An example is the Internet Movie Database, a truly stupendous compendium of movie knowledge. A quick browse of the IMD demonstrates that it embodies virtually everything there is to know about movies; that it can respond to queries for particular actors, movies, etc.; and that it displays the results in a format, which, while it varies somewhat from one actor, movie, etc. to another, depending on what information is available, is nevertheless fairly regular.
We can effectively annex the contents of the IMD to the Cyc KB by creating a gateway which, on the one hand, interacts with Cyc agents exactly as a Cyc agent operating in a distributed Cyc architecture would, and, on the other hand, simulates the interaction of a WWW browser with the IMD HTTP server.

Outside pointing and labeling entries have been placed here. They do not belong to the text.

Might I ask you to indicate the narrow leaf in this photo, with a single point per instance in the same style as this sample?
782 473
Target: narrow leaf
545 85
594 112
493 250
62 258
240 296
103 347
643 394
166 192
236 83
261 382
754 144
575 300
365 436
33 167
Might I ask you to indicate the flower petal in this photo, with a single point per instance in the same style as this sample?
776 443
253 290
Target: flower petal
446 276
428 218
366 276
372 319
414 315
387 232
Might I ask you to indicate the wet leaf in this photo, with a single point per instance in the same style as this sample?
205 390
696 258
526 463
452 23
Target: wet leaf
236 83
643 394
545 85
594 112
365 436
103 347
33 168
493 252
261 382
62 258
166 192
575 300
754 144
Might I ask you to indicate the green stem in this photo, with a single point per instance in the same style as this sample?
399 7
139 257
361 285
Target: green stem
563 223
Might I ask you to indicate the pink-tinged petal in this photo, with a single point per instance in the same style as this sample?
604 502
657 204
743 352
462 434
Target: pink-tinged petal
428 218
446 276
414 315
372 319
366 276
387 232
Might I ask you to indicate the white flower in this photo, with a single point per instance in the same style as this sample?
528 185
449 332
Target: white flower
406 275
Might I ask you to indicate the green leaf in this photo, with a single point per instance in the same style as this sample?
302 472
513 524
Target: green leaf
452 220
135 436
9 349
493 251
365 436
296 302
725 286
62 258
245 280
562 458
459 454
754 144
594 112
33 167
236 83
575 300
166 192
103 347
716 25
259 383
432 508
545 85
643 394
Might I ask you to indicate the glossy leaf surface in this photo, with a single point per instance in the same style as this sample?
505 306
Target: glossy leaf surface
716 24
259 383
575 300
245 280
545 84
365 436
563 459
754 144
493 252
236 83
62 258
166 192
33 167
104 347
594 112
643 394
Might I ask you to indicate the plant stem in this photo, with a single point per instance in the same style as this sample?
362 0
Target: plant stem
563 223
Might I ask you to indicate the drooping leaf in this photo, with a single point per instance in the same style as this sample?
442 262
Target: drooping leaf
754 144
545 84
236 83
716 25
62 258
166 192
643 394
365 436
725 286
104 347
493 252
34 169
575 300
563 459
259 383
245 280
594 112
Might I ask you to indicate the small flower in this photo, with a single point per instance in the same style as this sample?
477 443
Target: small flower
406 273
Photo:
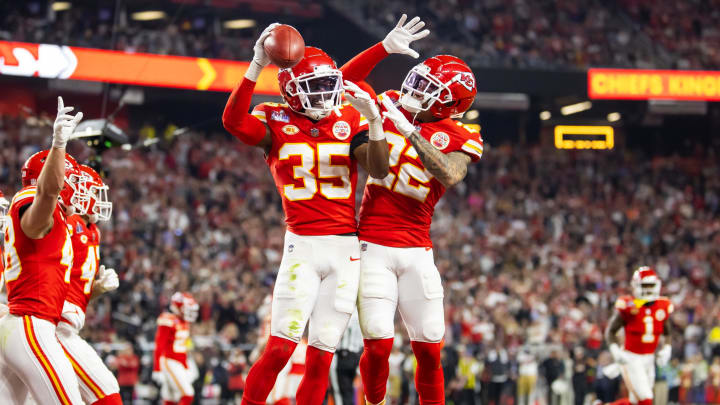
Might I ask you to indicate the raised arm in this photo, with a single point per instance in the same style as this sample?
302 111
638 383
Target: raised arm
373 156
37 220
449 169
236 116
397 41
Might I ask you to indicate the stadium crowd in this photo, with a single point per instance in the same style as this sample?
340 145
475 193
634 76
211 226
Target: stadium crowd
520 33
534 247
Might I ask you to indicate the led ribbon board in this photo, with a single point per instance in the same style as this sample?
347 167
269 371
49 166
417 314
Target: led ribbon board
631 84
584 137
142 69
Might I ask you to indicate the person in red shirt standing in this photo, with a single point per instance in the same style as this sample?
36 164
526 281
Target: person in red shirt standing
38 261
307 144
429 152
170 367
645 317
4 204
88 280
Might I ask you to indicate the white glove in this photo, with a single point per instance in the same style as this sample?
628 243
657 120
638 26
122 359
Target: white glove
157 376
107 279
361 100
260 58
663 356
393 114
399 39
64 125
618 354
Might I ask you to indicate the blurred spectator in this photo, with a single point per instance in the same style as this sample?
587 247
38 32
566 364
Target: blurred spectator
128 369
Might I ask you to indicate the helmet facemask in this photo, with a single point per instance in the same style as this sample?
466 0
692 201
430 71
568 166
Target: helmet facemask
80 200
101 207
319 92
420 90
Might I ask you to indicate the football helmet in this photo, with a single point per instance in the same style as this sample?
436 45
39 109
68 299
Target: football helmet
313 87
185 306
443 84
72 197
646 284
4 204
100 207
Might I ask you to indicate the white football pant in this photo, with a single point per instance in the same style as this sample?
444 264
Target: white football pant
317 281
31 359
639 375
407 278
177 380
96 381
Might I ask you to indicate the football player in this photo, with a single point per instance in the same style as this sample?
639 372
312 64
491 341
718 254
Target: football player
97 384
429 152
170 366
4 204
645 317
38 262
307 147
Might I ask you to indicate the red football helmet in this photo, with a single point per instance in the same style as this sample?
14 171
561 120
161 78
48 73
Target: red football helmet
72 195
100 207
646 284
443 84
184 305
4 204
314 86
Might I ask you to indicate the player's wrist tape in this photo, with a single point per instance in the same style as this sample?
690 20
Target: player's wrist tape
253 71
59 143
375 132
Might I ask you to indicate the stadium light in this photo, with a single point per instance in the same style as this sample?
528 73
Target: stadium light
613 117
472 114
576 108
61 5
148 15
239 24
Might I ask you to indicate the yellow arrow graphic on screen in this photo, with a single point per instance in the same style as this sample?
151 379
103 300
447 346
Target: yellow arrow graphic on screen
209 74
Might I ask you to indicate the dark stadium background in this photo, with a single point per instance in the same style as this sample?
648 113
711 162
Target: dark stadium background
534 246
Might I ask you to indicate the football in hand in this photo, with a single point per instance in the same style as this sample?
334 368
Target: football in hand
285 46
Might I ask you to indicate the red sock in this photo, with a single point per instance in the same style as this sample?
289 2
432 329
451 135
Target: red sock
112 399
263 373
186 400
374 368
429 380
313 385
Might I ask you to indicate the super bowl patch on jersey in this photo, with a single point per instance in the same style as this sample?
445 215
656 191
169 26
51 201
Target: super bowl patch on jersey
440 140
341 130
290 129
279 116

This gateway is advertised to Cyc as an expert in the movie domain, so that whenever Cyc receives a query in that domain, it turns to the gateway for assistance. For example, let's say a user asks Cyc, "What movies did Ronald Reagan act in?". This might be represented in CycL as:
(#$actedInMovie #$RonaldReagan ?x)
Cyc hands this CycL query to the gateway, which understands enough about movie-related CycL vocabulary to translate this query into an HTTP request to the IMD server for a page on Ronald Reagan. When the IMD server returns the page, the gateway parses the HTML, extracts a list of the movies in which Reagan appeared, converts the result to CycL, and then constructs a suitable reply to the Cyc agent making the request. (For reasons not worth explaining, the reply contains more than just the answer.)
To the user interacting with Cyc, this transaction is entirely transparent. It appears to the user as if Cyc now knows everything there is to know about movies, and yet the KB still fits on the hard disk!
Enhancing Cyc's cinematic erudition may be a fairly frivolous application of the techniques described above, but the WWW contains plenty of large sources of semi-structured information on weightier topics (stock quotes, company profiles, WWW indexes, resumes, the CIA World Factbook, etc.). The ability to effectively incorporate vast portions of the WWW into a "virtual" knowledge base is a compelling possibility. Not only would it greatly expand the effective scope of Cyc's knowledge, but it would do so at little cost to the Cyc development team.